Nel settore privato il primo stipendio per i laureati è stato ridotto di un terzo. Il Pil ha conosciuto una contrazione del 12,5 per cento, e i consumi continuano a scendere: in ottobre risultavano inferiori di un terzo a quelli di un anno prima; si sono ridotti persino gli acquisti di scarpe e di testi scolastici. Come se tutto questo non bastasse, ieri il governo di Enda Kenny ha annunciato una nuova manovra per altri 3,8 miliardi di euro (per un paese il cui numero di abitanti è 13 volte inferiore all’Italia) fra nuove imposte e tagli di spesa che riguardano la sanità, gli assegni familiari e altre forme di protezione sociale. Fra le conseguenze della decrescita economica va conteggiata anche un’impetuosa ripresa dello storico fenomeno dell’emigrazione: quest’anno se ne sono andati dall’isola per cercare lavoro per lo più in Canada e in Australia 40 mila irlandesi, che si aggiungono ai quasi 30 mila dell’anno scorso. All’inizio si trattava soprattutto di studenti universitari e lavoratori delle costruzioni, ma rapidamente si sono aggiunti anche contabili, ingegneri, dentisti e altri professionisti qualificati, che portano con sé intere famiglie.

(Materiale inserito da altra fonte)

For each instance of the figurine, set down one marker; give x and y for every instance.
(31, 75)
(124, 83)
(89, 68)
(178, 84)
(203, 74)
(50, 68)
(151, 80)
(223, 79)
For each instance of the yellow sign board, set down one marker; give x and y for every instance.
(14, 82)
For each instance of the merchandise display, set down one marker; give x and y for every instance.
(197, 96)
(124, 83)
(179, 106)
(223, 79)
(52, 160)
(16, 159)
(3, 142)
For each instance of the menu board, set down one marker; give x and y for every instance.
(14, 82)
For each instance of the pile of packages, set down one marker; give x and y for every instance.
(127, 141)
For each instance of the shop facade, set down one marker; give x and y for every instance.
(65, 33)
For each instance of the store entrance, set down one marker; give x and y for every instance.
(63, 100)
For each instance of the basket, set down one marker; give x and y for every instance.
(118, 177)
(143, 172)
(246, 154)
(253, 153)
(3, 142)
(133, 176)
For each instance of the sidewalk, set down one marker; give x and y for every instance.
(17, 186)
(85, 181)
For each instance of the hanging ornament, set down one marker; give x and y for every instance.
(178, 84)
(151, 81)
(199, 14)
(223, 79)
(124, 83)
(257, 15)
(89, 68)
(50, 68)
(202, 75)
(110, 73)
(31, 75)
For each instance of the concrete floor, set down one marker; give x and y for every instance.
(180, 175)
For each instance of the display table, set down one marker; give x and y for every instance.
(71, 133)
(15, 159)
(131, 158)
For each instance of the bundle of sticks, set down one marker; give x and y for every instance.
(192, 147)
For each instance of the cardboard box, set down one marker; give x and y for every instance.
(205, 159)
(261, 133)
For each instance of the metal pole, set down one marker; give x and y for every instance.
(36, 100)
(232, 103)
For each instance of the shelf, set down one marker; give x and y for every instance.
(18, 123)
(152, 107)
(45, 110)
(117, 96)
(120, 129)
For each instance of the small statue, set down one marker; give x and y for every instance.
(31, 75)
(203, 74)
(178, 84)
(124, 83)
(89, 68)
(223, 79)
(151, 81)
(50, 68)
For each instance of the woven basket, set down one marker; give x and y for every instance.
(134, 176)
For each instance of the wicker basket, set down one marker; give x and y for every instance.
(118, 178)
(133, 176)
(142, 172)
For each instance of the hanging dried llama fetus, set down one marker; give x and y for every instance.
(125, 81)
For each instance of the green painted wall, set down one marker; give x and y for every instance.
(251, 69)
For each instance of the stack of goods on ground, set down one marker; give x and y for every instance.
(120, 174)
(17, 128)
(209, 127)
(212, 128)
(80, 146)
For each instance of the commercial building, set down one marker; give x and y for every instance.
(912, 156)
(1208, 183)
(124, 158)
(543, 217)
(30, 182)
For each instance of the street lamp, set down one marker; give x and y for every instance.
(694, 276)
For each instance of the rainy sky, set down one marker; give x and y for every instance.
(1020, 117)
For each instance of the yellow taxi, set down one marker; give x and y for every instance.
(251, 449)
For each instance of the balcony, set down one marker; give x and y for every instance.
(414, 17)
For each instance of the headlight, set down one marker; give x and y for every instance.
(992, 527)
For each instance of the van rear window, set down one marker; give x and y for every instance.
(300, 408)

La cancelliera tedesca Angela Merkel ha lodato recentemente il primo ministro Enda Kenny definendolo «un esempio eccezionale», mentre il presidente francese Nicolas Sarkozy ha dichiarato che l’Irlanda sarebbe «quasi fuori dalla crisi». Gli irlandesi non sono d’accordo con tanto ottimismo, non si considerano un modello per lottare contro la crisi dell’euro e insistono che se l’Europa non farà qualcosa di più la ripresa irlandese si spegnerà rapidamente. L’Economic and Social Research Institute di Dublino ha recentemente scritto che «l’attuale situazione contiene elementi che ricordano le politiche applicate durante la Grande Depressione, quando una crisi montante fu affrontata con un’ortodossia che diede luogo a una grande povertà che si sarebbe potuta evitare». Con tutti i suoi sforzi, l’Irlanda si trova ancora a far fronte a un tasso d’interesse dell’8,7 per cento per i propri buoni decennali del Tesoro (era sceso al 7,4 per cento ma poi la tempesta valutaria l’ha rispedito in alto) che non sarebbe sostenibile se il paese non potesse contare sul pacchetto di salvataggio di 67,5 miliardi di euro ricevuto l’anno scorso.
E ormai è chiaro che il 2012 sarà un anno di recessione per la maggior parte dei paesi dell’Eurozona, cosa che mette a repentaglio la ripresa irlandese centrata essenzialmente sulle esportazioni. L’Irlanda ha attirato nell’ultimo anno più investimenti stranieri di quelli che hanno totalizzato insieme Francia e Germania, ma una recessione con tutta probabilità li allontanerebbe di nuovo. Già prima di questa svolta negativa il rapporto debito pubblico/Pil era proiettato al 113 per cento nel 2013. Insomma, il destino di Dublino è appeso alle decisioni di Berlino e di Parigi, i sacrifici fatti finora non sono una garanzia di superamento completo della crisi. La lezione per l’Italia è molto chiara.